I take an orange most mornings for breakfast, with most of our oranges coming from the big Sainsbury's up the road, usually what they are pleased to call 'taste the difference', sometimes in a net, sometimes loose. The one I am looking at is more or less spherical, about three inches in diameter and nicely coloured in orange - my understanding being that if you want an orange to be reliably orange it needs to be spray painted.
The complaint being that while these oranges are generally satisfactory, they vary a good deal, even within purchase.
Some of them might be characterised as large satsumas. Peel comes off very easily, spongy in feel, a bit watery inside. Some have navels which I don't care for, with the navel being so much waste as far as I am concerned. Some are very hard to peel, with the pith separating from the peel and being hard to get off without damaging the orange proper. Some are rather chewy, which I believe to be the result of having been stored too long, although it may be that some of them just come like that. And some are very good.

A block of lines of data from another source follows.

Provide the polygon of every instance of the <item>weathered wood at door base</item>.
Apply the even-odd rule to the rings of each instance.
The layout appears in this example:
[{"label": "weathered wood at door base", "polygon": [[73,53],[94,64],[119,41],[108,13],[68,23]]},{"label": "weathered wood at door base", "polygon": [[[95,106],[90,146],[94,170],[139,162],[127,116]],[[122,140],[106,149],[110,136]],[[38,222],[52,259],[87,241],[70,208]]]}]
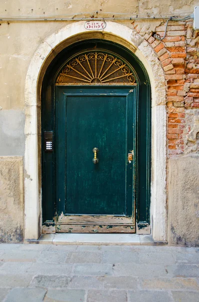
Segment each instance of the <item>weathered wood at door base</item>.
[{"label": "weathered wood at door base", "polygon": [[57,223],[71,224],[132,224],[132,217],[113,215],[66,215],[60,217]]},{"label": "weathered wood at door base", "polygon": [[57,233],[135,233],[135,226],[128,225],[56,224]]}]

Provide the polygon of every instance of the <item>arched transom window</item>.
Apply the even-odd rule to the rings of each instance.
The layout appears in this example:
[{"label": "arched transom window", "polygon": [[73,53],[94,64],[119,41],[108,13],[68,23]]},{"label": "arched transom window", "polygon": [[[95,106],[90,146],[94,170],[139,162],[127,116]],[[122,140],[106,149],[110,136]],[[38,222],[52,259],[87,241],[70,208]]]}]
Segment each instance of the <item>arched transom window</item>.
[{"label": "arched transom window", "polygon": [[136,84],[129,67],[121,59],[103,52],[89,52],[71,59],[58,76],[57,85]]}]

The problem is that we can't tell from the outside. What they look like outside seems to be no guide to what they are like inside. Nor does price help much - paying more may improve the average but does not result in reliability.
Maybe this is the result of cutting costs. I fondly imagine that in the olden days when Sainsbury's was the grocer of choice for the housewives who fussed about their bacon and cheese and who could afford to pay, that somewhere in the HQ in Stamford Street there would be the Tsar (to use a word which has become a bit overused) for bacon, a Tsar for cheddar, a Tsar for butter and a Tsar for foreign cheese, assuming, that is, that they sold this last. And when they moved into oranges there would have been a Tsar for oranges, or at the very least for citrus. A man who knew everything there was to know about oranges. And nothing could be done with oranges in Sainsbury's without getting his nod. Who maybe, during his holidays, paid visits to orange groves where he would be royally entertained by the growers. Who was cute when it came to buying. With the result that Sainsbury's oranges were reliable and good. Which was the whole point of using a big grocer, rather than a corner greengrocer or one of the barrow boys down Surrey Street. The former could afford to carry experts.

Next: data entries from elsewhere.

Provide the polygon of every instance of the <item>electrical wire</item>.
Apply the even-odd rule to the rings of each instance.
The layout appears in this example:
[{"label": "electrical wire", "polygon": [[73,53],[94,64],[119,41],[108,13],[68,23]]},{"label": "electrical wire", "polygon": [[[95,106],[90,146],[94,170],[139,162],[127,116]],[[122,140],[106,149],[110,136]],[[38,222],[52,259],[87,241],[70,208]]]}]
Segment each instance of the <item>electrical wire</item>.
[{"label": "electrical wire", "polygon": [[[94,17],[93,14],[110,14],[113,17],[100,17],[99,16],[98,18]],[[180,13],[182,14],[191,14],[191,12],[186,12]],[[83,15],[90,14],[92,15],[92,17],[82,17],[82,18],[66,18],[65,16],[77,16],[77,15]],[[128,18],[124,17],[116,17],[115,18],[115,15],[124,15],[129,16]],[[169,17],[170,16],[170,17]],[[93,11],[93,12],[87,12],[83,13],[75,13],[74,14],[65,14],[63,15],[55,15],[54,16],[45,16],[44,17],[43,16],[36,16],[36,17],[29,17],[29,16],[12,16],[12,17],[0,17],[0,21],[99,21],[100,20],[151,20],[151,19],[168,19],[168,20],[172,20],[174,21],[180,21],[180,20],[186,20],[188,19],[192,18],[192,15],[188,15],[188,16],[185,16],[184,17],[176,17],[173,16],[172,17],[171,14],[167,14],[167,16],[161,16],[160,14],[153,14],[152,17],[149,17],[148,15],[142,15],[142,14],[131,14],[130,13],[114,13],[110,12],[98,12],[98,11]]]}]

But maybe now, in their effort to match the prices of everyone else, they have let all these sort of people go. Or at least not replaced them when they retired. And buying has become a matter for the purchasing department, staffed up by people who have perhaps got MBA's but who do not know too much about grocery.
PS 1: fifty years ago there used to be a top class fruit and vegetable street market in Surrey Street in Croydon. I think that last time I was there, a few years ago now, it had been given over to fancy goods and street food. And the Dog and Bull was not the house it used to be either. They probably sell food and have a television.
PS 2: I also remember reading once, possibly about Sainsbury's, that junior members of the family had to cut their teeth (as it were) on butter. They would spend most of their time, day and night, down at London Docks, keeping an eye on the butter as it came it, making sure it was fit to be sold. Can't imagine anything of that sort going on now.